Akhtar told CBC News Monday that he is feeling weak as he heads into another round of chemotherapy.

Despite his condition — he was diagnosed with spleen and pancreatic cancer shortly after arriving in Saskatoon this summer — he said he is more concerned about his family.

"I don't want health care," he said, with a faltering emotional voice. "I just want my family."

Akhtar said he appreciates how people have come forward to help him. A Saskatoon nun was among those who raised money for some prescription medication following his last round of chemotherapy.

When it was learned that was not covered, provincial officials — in addition to pledging to ensure the drugs would be available — sharply criticized the federal cut.

"I don't understand this decision," Saskatchewan Premier Brad Wall told CBC News on Nov. 22. "I think it's very much part of Canadian values and Saskatchewan values to want to make sure that these people, who are obviously very vulnerable, especially if they have a medical issue that they developed either before or after they came here, that we help them."
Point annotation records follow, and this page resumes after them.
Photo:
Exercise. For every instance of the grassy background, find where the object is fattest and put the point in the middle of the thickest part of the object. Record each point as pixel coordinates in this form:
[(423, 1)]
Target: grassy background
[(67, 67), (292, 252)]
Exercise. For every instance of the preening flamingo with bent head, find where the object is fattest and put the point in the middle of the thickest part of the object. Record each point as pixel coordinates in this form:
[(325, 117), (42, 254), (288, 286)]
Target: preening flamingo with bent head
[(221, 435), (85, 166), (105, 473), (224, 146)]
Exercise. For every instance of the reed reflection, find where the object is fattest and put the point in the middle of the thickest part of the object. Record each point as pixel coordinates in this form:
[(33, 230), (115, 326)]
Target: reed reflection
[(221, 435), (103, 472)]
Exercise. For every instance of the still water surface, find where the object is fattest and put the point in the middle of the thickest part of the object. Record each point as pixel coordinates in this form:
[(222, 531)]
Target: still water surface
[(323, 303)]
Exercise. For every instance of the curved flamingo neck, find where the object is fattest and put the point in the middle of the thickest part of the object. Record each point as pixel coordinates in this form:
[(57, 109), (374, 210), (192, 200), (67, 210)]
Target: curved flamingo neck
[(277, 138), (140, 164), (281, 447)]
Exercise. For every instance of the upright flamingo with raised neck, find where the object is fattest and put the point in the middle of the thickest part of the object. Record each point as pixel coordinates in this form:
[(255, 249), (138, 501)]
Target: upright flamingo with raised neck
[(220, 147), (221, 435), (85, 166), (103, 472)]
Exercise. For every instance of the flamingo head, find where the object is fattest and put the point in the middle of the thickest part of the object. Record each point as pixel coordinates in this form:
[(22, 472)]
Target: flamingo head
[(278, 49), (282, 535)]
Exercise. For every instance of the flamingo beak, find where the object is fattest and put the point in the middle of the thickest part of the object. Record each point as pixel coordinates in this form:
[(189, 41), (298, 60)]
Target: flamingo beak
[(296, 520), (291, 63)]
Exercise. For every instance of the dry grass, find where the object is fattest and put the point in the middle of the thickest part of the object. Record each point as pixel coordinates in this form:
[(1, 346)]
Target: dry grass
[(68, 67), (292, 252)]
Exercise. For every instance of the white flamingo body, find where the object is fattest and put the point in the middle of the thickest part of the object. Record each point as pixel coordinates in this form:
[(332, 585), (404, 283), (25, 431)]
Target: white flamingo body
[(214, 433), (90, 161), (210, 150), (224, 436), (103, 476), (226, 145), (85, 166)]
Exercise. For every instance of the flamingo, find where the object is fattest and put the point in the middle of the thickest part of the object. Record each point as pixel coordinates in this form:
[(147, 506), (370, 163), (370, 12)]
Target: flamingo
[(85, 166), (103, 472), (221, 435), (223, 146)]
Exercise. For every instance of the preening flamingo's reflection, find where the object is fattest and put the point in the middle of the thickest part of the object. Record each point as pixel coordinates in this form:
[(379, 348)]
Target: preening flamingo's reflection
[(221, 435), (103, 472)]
Akhtar said he has been moved by the support he has received.

"I experience people very nice," he said. "Everybody come forward to help me."

According to Akhtar, he fled Pakistan because he was threatened under strict blasphemy laws. Akhtar is a Christian and was teaching high school in a predominantly Muslim region of the country.

He said he was persecuted for his beliefs and, in one episode, was shot in the back.

"I'm coming from a country where there's death [and] blood," he said. "If I go back, they don't kill only me maybe they attack my home." Akhtar has applied for refugee status and is waiting to learn if federal officials will accept his claim.

He is also hoping his family will be able to join him in Canada.

"I feel angels live here," he said. "Just give me my sons. Just give me my family, I don't want nothing."